How to build a Llama 2 chatbot

Generative AI has been widely adopted, and the development of new, larger, and improved LLMs is advancing rapidly, making it an exciting time for developers.

You may have heard of the recent release of Llama 2, an open source large language model (LLM) by Meta. This means that you can build on, modify, deploy, and use a local copy of the model, or host it on cloud servers (e.g., Replicate).

While it’s free to download and use, it’s worth noting that self-hosting the Llama 2 model requires a powerful computer with high-end GPUs to perform computations in a timely manner. An alternative is to host the models on a cloud platform like Replicate and use the LLM via API calls. In particular, the three Llama 2 models (llama-7b-v2-chat, llama-13b-v2-chat, and llama-70b-v2-chat) are hosted on Replicate.

In this post, we’ll build a Llama 2 chatbot in Python using Streamlit for the frontend, while the LLM backend is handled through API calls to the Llama 2 model hosted on Replicate. You’ll learn how to:

Get a Replicate API token
Set up the coding environment
Build the app
Set the API token
Deploy the app

🦙

Want to jump right in? Here's the demo app and the GitHub repo.

What is Llama 2?

Meta released the second version of their open-source Llama language model on July 18, 2023. They’re democratizing access to this model by making it free to the community for both research and commercial use. They also prioritize the transparent and responsible use of AI, as evidenced by their Responsible Use Guide.

Here are the five key features of Llama 2:

Llama 2 outperforms other open-source LLMs in benchmarks for reasoning, coding proficiency, and knowledge tests.
The model was trained on almost twice the data of version 1, totaling 2 trillion tokens.
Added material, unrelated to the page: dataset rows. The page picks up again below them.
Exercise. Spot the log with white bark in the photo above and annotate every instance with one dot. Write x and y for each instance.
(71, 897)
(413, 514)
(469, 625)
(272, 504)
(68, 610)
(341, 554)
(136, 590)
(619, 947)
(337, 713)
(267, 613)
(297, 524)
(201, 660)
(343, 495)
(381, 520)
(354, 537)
Additionally, the training included over 1 million new human annotations and fine-tuning for chat completions.
The model comes in three sizes, each trained with 7, 13, and 70 billion parameters.
Llama 2 supports longer context lengths, up to 4096 tokens.
Version 2 has a more permissive license than version 1, allowing for commercial use.

App overview

Here is a high-level overview of the Llama2 chatbot app:

The user provides two inputs: (1) a Replicate API token (if requested) and (2) a prompt input (i.e. ask a question).
An API call is made to the Replicate server, where the prompt input is submitted and the resulting LLM-generated response is obtained and displayed in the app.

Let's take a look at the app in action:

Go to https://llama2.streamlit.app/
Enter your Replicate API token if prompted by the app.
Enter your message prompt in the chat box, as shown in the screencast below.

Llama2-chatbot-screencast_scaling-0.5_fps-15_speed-10.0_duration-0-48

1. Get a Replicate API token

Getting your Replicate API token is a simple 3-step process:

Go to https://replicate.com/signin/.
Sign in with your GitHub account.
Proceed to the API tokens page and copy your API token.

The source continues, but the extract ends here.